El Estado Colombiano continúa con su libreto de pretender implementar una política de seguridad, que se sustenta sobre un enfoque más reactivo que preventivo, sin ningún correlato con los contextos y realidades territoriales de las comunidades. Por lo tanto, estas medidas de seguridad adolecen de un enfoque étnico que responda a las necesidades de los líderes y lideresas, sin garantizar con ello que el riesgo en los territorios disminuya, menguando el ejercicio de control territorial y autogobierno que ejercen las comunidades. Adicionalmente, cada vez son más los obstáculos y barreras institucionales y jurídicas, a través de pasos burocráticos que imponen las instituciones encargadas de implementar la política de protección a las comunidades que lo requieren, lo cual se traduce en un incremento de los niveles de riesgo.
Con pandemia y sin consulta previa: desconociendo los derechos de los pueblos étnicos
La pandemia generada por el covid-19 fue el pretexto perfecto que el gobierno de Iván Duque encontró para pretender implementar la consulta previa, a través de mecanismos virtuales, tal como lo estipula la resolución interna del 27 de marzo de 2020 del Ministerio de Interior. Esta situación alertó a las organizaciones indígenas de orden nacional, considerando que atentaba contra la garantía del ejercicio pleno de un derecho fundamental. Además, el acceso al derecho quedaría limitado a aquellas comunidades que cuenten con recursos como internet, y tecnologías cuya cifra resulta ínfima y en las que se desconocen las formas propias de los procesos asamblearios de toma de decisiones.

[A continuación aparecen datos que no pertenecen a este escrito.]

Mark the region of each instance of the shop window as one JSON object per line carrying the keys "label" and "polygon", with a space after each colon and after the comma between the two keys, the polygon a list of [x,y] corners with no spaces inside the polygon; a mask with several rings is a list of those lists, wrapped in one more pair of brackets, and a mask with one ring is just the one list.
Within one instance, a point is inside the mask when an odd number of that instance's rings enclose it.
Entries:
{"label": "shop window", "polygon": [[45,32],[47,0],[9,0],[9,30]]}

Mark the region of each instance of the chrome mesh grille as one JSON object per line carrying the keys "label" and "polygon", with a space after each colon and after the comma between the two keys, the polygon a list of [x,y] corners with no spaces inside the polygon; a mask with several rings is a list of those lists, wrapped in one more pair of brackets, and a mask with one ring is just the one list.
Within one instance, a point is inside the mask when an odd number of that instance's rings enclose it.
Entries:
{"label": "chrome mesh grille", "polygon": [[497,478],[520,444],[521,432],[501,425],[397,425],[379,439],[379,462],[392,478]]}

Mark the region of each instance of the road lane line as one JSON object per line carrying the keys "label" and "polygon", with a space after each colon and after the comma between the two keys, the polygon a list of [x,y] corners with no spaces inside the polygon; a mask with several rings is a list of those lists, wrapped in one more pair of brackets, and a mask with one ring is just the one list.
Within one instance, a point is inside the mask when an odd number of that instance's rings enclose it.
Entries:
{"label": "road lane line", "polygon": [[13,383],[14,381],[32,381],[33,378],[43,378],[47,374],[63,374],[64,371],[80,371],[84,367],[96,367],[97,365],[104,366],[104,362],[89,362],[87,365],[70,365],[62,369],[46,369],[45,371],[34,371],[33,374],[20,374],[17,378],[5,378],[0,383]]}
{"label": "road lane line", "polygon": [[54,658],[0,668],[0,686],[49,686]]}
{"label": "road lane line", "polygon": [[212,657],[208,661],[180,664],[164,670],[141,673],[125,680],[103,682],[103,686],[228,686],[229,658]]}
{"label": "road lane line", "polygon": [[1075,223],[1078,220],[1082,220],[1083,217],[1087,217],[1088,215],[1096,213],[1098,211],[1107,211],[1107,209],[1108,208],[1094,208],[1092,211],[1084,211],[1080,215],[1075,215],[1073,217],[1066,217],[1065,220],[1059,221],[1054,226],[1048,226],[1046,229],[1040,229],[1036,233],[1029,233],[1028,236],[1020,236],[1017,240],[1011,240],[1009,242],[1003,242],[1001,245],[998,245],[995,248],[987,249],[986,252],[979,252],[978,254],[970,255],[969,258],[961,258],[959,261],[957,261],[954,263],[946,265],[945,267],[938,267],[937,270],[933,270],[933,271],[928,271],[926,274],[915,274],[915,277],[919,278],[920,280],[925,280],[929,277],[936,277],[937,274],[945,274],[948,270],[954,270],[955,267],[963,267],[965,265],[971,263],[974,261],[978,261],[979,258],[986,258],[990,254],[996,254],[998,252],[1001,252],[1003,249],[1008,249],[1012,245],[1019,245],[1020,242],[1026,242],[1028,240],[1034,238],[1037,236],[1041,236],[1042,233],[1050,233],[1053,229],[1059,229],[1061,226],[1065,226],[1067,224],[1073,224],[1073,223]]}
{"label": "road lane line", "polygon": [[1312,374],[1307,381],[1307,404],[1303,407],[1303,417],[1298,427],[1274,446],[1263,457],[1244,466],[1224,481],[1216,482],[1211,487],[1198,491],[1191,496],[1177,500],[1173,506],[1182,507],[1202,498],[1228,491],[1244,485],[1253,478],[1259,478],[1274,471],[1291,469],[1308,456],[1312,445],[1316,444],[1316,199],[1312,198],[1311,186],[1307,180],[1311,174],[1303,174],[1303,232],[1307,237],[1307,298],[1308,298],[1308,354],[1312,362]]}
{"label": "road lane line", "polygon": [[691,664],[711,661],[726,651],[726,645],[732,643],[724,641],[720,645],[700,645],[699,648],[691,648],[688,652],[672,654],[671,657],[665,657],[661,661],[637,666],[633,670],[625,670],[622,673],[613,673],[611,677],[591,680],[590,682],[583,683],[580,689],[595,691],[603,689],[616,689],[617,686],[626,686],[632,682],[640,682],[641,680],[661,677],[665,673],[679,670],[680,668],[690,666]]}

La mayoría de los territorios carecen de una buena conectividad a internet o a energía, o en caso de existir internet, este no es de buena calidad. Por lo cual, el buen desarrollo de una consulta no estaría del todo garantizado, corriendo el riesgo de que se tome el proceso como válido, sin cumplirse realmente. Inclusive, esto sería trasladarles una carga innecesaria a los pueblos étnicos. Por otro lado, la circulación dentro de los territorios indígenas se encuentra restringida, razón por la cual no se pueden adelantar procesos masivos de asamblea y de reunión para discutir las medidas que sean susceptibles de consulta previa.
Esta situación se concreta en la negación o violación de los derechos que se han logrado en virtud del convenio No. 169 de la OIT que regula la consulta previa, concibiendo este trámite como un requisito formal que debe ser agotado para la implementación de disposiciones normativas o proyectos extractivos que afecten los intereses de los pueblos étnicos. Sin embargo, el desarrollo de la consulta previa se realiza generalmente sin tener en cuenta la representación y a las autoridades étnicas, la interculturalidad y las lenguas de las comunidades consultadas. Generalmente se omiten las autoridades tradicionales y las organizaciones que las representan, siendo ellas las indicadas para manifestar los impactos sociales y culturales que un proyecto puede generar.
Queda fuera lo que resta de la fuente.